Actually, for a 25' / 7m cable of 3/4" / 1cm Ø (000 AWG), the numbers are really impressive: a reel of 8" / 20 cm inner diameter, with a height of 4" / 10 cm, and an outer barrel of 8"1/2 / 21 cm is high enough! So far so good. It seems that the unit can be built really small actually. The inner reel (fixed part) of 4" / 20 cm Ø is big enough for the geared motor assembly and power supply. I will definately be building a prototype this week once at the parents' house. I already have a pair of 20 cm Ø plywood disks from my homemade bandsaw project (to be finished this week too!) so expect a new blog post on the matter rather soon.

Thanks for the discussion guys, all in all it looks like the project can be built really easily, fast and cheap.


----------



## roman (Sep 28, 2007)

if it aint broke don't fix it

if it u can buy it cheaper then you can make it

buy it

if u can make it cheaper then you can buy it

make it


----------



## roman (Sep 28, 2007)

i would personally rather go fishing then try and improve on several multi million dollar investments into your quest.

You have too much time but as above. There are way worse ways to spend time.

I envy you and commend you for the fortitude towards failure, lol

been there, done that

let me know how it turns out.


----------



## roman (Sep 28, 2007)

Not trying to be discouraging but really, I have seen stranger things and am a believer in the super natural world of possibilities but I, at the same time, believe in science, statistics, math, etc., ……….all calculated I would rather be with family and friends, put my investment into wood, take my tools, and put a smile on a face then face an eye sore I made

Go ahead

prove me wrong and you have my instant respect.

all things measured : ))


----------



## Sodabowski (Aug 23, 2010)

Well, do you have a TV? 

I don't. That's why I can spare some time for such things


----------



## Sodabowski (Aug 23, 2010)

By the way, obviously we can all buy things cheaper than if we did them ourselves. Let's speak out of the woodworking area: I can't post it as a project, but I'm gonna show you several leatherwork projects (shoes) I made for my girlfriend. She can buy them readymade, of course, but they're always a poor fit to her size, and don't last more than a few months to a bit more than a year (even though she takes care of her stuff). When I make them for her, they're a perfect fit, way more durable, handmade by myself with caring love, and all things "good karma"  Not necesarily cheaper (though in the case of the two pairs I'm about to show here, yes, way cheaper than the original models).

Lookit dis:









made after a model from UK store Barratts, who won't sell outside the UK. How to get them? easy, reuse an old sole and sew some leather with reinforcement banding inside two layers.

How about these:









Same as above, the model existed but the fit wasn't good (too narrow), so I used a very small (less than the surface of an A4 printer paper sheet) but wonderfully stained piece of leather, bought for less than one euro at my workplace (ask Mads), plus another piece for the suede backing (same price tag, 1€60 for both pieces of split leather), some strong but thin cotton trim (worth 3€), a few hours sewing while chatting around with the family on two weekends, and there you have it. Perfect every time.

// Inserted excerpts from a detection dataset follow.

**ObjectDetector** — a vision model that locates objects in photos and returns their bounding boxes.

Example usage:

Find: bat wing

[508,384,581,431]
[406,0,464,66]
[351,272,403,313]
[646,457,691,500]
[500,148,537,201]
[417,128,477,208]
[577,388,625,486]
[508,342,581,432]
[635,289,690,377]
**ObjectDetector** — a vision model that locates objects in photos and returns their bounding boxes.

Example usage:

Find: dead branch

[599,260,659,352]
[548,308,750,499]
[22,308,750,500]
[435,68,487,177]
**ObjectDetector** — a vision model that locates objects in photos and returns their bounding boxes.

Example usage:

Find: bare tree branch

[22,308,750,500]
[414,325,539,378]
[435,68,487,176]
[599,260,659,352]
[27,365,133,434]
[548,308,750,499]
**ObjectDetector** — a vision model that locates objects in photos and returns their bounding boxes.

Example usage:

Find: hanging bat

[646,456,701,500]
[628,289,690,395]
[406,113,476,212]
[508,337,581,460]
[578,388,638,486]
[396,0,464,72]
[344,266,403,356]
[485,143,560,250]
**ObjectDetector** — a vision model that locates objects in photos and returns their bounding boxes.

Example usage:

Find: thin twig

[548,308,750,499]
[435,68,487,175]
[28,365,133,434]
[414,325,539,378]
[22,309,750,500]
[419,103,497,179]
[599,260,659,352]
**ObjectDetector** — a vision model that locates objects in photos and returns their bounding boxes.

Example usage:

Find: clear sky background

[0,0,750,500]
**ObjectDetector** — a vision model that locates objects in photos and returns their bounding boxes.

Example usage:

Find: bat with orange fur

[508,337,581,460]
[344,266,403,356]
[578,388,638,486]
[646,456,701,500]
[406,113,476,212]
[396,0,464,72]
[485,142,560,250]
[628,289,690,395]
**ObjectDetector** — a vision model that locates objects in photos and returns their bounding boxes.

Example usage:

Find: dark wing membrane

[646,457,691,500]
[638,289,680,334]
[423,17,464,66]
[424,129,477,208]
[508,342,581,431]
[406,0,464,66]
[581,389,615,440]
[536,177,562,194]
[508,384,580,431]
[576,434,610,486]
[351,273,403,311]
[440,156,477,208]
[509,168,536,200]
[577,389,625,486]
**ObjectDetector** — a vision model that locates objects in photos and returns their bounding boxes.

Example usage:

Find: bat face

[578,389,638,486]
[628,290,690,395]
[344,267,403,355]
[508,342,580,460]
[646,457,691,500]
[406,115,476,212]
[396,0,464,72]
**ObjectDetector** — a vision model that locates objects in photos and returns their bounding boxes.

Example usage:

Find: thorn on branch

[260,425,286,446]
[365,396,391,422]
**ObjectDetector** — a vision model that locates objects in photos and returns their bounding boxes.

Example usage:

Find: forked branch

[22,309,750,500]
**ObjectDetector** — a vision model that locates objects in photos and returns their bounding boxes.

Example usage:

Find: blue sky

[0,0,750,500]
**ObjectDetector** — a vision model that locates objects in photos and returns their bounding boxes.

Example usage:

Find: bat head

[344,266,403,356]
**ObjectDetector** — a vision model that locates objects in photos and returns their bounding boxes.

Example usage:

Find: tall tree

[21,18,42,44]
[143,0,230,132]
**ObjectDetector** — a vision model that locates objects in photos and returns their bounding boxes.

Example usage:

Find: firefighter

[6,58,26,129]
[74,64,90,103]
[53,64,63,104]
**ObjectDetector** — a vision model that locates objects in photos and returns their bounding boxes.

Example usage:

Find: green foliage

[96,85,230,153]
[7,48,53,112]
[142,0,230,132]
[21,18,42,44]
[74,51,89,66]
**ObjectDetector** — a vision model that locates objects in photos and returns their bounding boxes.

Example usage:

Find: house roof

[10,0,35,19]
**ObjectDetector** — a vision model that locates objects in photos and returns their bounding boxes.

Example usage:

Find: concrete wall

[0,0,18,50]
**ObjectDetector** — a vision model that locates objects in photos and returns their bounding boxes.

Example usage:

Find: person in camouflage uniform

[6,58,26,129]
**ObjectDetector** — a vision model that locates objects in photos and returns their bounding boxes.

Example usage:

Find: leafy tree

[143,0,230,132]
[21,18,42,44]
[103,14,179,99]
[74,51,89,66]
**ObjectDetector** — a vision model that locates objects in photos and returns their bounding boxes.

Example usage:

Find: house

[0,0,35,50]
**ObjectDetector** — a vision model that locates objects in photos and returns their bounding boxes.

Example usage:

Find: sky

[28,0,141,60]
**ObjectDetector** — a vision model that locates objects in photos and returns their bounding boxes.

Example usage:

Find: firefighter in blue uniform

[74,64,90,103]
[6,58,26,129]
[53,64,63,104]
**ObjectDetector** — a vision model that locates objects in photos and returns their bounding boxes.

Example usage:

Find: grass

*SO WHO'S WRONG NOW, HUH?* =P

all things measured


----------



## Sodabowski (Aug 23, 2010)

Anyway, mission of this post: accomplished!


----------



## roman (Sep 28, 2007)

No

You cannot always buy things cheaper then you can make them.

Thats why I'm employed.

Nice shoes but my feet would kill me of I had to wear them all day.


----------



## brtech (May 26, 2010)

Do you want to give us a clue how you will have a part that rotates, around which the cord is wound, without having some kind of "commutator" = a sliding electrical connection between the fixed part and the rotating part?

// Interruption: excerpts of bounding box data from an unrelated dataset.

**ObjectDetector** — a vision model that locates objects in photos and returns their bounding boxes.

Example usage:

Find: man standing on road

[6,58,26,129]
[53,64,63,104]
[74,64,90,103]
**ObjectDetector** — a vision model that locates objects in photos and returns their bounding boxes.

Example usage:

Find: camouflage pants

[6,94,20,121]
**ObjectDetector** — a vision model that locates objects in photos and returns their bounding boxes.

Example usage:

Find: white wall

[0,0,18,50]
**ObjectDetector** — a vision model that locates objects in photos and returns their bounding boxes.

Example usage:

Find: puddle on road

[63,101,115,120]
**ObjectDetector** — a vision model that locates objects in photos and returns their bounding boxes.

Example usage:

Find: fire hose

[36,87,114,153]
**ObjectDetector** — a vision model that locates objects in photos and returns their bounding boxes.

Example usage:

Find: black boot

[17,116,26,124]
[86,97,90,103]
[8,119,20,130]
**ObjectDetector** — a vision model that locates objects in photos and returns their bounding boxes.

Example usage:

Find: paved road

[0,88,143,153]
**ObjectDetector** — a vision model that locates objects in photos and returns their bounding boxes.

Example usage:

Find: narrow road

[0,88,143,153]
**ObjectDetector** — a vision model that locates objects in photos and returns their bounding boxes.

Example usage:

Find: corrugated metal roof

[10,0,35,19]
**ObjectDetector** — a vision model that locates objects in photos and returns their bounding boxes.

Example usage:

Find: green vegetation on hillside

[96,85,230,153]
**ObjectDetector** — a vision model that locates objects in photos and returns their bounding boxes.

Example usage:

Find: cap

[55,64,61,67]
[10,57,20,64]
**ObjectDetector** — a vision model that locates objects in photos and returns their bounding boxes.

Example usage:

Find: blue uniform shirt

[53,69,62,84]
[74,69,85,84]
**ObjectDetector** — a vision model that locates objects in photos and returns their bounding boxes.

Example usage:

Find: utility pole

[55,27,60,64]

Power cord doesn't twist too well. You can't even wind it around an inside circular space with the free end coming out if the center - it will die a quick death from too much twist - unless the diameter is huge. Anything that winds it around a cylinder can work, no twist, but then you need a commutator.

If you could figure out how to wind a figure 8, you might have a chance. Even a collapsed figure 8, which is a loop twisted clockwise followed by a loop twisted counter clockwise, can work if the loops are, oh,maybe two thirds of a meter or so diameter. That's the best way to "coil" a power cord (or a long microphone cord or any other thick cord). You coil one loop clockwise, then twist your wrist under to coil one loop counterclockwise and repeat. Easier to show than to describe, but it works - you can hold the coiled cord in one hand, with one free end in the other and throw the coil out. It will uncoil straight.


----------



## Sodabowski (Aug 23, 2010)

@BR: check out the video here if not already done. It could clarify things a bit. The cord is stationary, wound around a central cylinder, which is held to the ceiling by a vertical rod/bar/whatev and through the center hole of a lazy susan bearing, and the rotating part is attached to the upper side of said bearing. Exactly like ceiling fans with lights under them. Or like the 2nd pictured fishing reels in the blog post.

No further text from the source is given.